The best thing that could be said about Bergevin’s moves to bolster his foundering team is that neither has compromised the future. To make room for Scandella, the Canadiens traded Mike Reilly to the Ottawa Senators for a 25-year-old prospect who was playing in the ECHL and a fifth-round pick that will likely amount to nothing. To get local boy Scandella, they dealt a fourth-round pick that will also likely amount to nothing. For Kovalchuk, they’ll endure a cap hit of $700,000 (and will actually pay him only half of that), a contract of which they can rid themselves at any time if Kovalchuk doesn’t work out. It really doesn’t get much lower-risk than that.
Bergevin has made a point of saying that he’s not willing to sacrifice any of the Canadiens' future in order to make the playoffs this season and so far he has been true to his word. But let’s be realistic here. The Canadiens are six points behind the Tampa Bay Lightning for third place in the Atlantic Division, with the Lightning on a five-game win streak and with two games in hand. At this point, getting into the playoffs as the third seed in the Atlantic Division is more likely than taking the last wildcard spot, one in which the Canadiens are seven points in arrears. Last season, it required 98 points to make the playoffs in the Eastern Conference, the same total it will likely take this season. The Canadiens have 42 points in 41 games. That means they’ll likely need a minimum of 56 points in their final 41 games (a points percentage of .683, substantially better than the .512 they posted in the first half) in order to even think about making the playoffs.
In actual fact, Bergevin might actually be harming his team’s long-term prospects by making these moves. If you’re going to make a move just to try to make the playoffs, there’s no problem with that. Columbus Blue Jackets GM Jarmo Kekalainen basically did that last year with some of the boldest trade deadline moves in NHL history and it resulted in one playoff round victory, albeit a glorious one over the Presidents’ Trophy champions. If you’re going to do that, go out and get Taylor Hall. Or better yet, actually sign Sebastian Aho to an offer sheet that doesn’t make for the easiest decision in the world to match it.
Canadiens’ fans might not want to hear this, but the Habs are a losing streak away from being in the bottom five of the league. That might not get them the first or second overall pick and the opportunity to draft either Alexis Lafreniere or Quinton Byfield, but it at least gives them a shot. At the very least, their current trend downward would give them a top-10 pick in a draft that looks to be deep in top-end talent.

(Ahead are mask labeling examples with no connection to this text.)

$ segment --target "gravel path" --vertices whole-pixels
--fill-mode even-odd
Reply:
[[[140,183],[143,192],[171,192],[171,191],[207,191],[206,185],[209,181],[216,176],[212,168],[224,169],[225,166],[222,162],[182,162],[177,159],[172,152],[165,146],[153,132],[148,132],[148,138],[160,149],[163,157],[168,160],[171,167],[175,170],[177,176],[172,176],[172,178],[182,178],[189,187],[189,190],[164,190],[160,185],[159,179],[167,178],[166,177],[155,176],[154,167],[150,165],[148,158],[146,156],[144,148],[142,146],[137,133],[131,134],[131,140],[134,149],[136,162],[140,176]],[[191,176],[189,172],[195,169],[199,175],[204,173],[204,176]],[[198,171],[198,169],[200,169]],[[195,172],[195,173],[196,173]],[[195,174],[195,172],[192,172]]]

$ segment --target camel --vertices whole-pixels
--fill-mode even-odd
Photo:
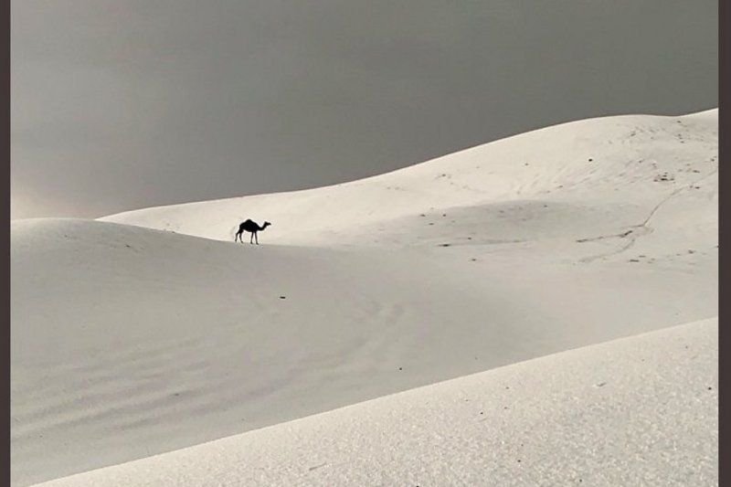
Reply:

The only person who can orchestrate a tank in Montreal is Marc Bergevin. Claude Julien will not do it, nor will the players. That’s because they could not care less about draft picks. So you take it out of their hands and you continue to ice a lineup where Jordan Weal is on the first power play. (I remember having a conversation with an executive in 2015-16 who said he didn’t think it would be in Mike Babcock and Lou Lamoriello’s DNA to tank. I reminded him that Byron Froese was on the Toronto Maple Leafs’ second power play. “Well, you’ve got me there,” was his response.)
By getting Scandella and Kovalchuk, perhaps the Canadiens make themselves marginally better and if Carey Price gets his game in order and the roster gets healthy, maybe the Canadiens make a run for a playoff spot. But it’s more likely they miss, perhaps even by the two agonizing points they missed by last season. That puts them in no-man’s land and a little further behind in their rebuild.